HealthDay News — More than 85 percent of patients with urinary tract infection (UTI) receive antibiotics the same day and more than half are treated with trimethoprim, according to a study published online Aug. 12 in EClinicalMedicine.

Mar Pujades-Rodriguez, Ph.D., from the University of Leeds in the United Kingdom, and colleagues examined current investigation, antibiotic treatment, and antibiotic represcription within 28 days for patients with a lower UTI diagnosis between 2011 and 2015 in 390 primary care practices. Overall, 494,675 UTIs were diagnosed in 300,354 patients.

The researchers found that 85.7 percent of UTIs had same-day antibiotic prescribing; 56.8 percent were treated with trimethoprim and 25.0 percent underwent urine sampling.
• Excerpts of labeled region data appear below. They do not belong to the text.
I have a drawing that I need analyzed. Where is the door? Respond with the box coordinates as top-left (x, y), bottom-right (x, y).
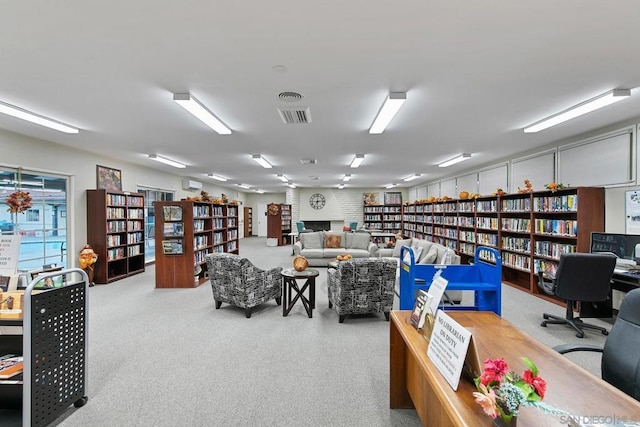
top-left (256, 203), bottom-right (267, 237)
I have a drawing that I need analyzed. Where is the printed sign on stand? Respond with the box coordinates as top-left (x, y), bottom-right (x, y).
top-left (427, 310), bottom-right (471, 390)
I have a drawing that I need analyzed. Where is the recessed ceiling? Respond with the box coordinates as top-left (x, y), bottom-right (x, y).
top-left (0, 0), bottom-right (640, 193)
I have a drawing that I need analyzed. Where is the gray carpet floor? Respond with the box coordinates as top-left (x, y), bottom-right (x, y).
top-left (5, 237), bottom-right (611, 427)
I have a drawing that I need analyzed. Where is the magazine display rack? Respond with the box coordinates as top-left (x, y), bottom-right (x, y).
top-left (0, 268), bottom-right (89, 426)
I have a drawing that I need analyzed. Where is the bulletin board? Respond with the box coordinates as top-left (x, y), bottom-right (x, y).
top-left (625, 190), bottom-right (640, 234)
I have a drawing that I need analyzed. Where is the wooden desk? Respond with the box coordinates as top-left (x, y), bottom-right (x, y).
top-left (390, 310), bottom-right (640, 427)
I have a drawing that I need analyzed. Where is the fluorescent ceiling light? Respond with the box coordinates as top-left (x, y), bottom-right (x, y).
top-left (438, 153), bottom-right (471, 168)
top-left (0, 102), bottom-right (80, 133)
top-left (149, 154), bottom-right (187, 169)
top-left (524, 89), bottom-right (631, 133)
top-left (351, 154), bottom-right (364, 168)
top-left (0, 179), bottom-right (44, 187)
top-left (207, 173), bottom-right (228, 182)
top-left (173, 93), bottom-right (231, 135)
top-left (369, 92), bottom-right (407, 134)
top-left (251, 154), bottom-right (273, 169)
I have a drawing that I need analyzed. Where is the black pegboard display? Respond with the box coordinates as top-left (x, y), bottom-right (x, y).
top-left (25, 282), bottom-right (87, 426)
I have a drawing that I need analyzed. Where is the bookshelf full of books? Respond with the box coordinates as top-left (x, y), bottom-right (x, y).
top-left (402, 187), bottom-right (604, 304)
top-left (87, 189), bottom-right (145, 284)
top-left (154, 200), bottom-right (239, 288)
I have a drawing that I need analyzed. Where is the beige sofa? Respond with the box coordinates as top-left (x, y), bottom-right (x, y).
top-left (378, 239), bottom-right (460, 264)
top-left (293, 231), bottom-right (378, 267)
top-left (379, 239), bottom-right (462, 304)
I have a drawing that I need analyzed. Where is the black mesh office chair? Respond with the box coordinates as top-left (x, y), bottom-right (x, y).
top-left (553, 289), bottom-right (640, 400)
top-left (538, 253), bottom-right (616, 338)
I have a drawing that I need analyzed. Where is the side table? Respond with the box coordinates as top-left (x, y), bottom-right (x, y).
top-left (281, 268), bottom-right (320, 318)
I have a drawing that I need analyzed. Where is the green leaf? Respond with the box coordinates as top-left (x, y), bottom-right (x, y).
top-left (522, 357), bottom-right (538, 377)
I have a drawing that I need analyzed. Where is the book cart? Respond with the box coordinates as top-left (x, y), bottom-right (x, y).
top-left (0, 268), bottom-right (89, 426)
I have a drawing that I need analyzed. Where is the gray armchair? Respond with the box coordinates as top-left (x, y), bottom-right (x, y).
top-left (327, 258), bottom-right (398, 323)
top-left (205, 253), bottom-right (282, 318)
top-left (554, 289), bottom-right (640, 400)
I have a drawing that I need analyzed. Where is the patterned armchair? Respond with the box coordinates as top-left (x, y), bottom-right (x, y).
top-left (327, 258), bottom-right (398, 323)
top-left (205, 253), bottom-right (282, 318)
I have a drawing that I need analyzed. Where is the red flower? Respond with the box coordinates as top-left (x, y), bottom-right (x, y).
top-left (522, 369), bottom-right (547, 399)
top-left (480, 358), bottom-right (509, 385)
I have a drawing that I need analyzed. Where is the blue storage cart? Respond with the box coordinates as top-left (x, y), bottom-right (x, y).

The antibiotic represcription rate was 4.1 percent and increased over time for men (from 5.2 to 6.2 percent in 2011 and 2015, respectively). More than one-fifth (21.1 percent) of represcriptions were for the same antibiotic. There was variation in the percentage of adults with recurrent UTIs (1.0 and 2.6 percent in 18- to 64-year-old men and women aged ≥65 years, respectively). With age, calendar year, recent antibiotic prescribing, and treatment with antibiotics other than trimethoprim or nitrofurantoin, the risk for antibiotic represcription increased.

“There are opportunities to optimize antibiotic prescribing for UTIs that could potentially reduce the risk of antibiotic resistance,” the authors write.

One author disclosed financial ties to the pharmaceutical industry.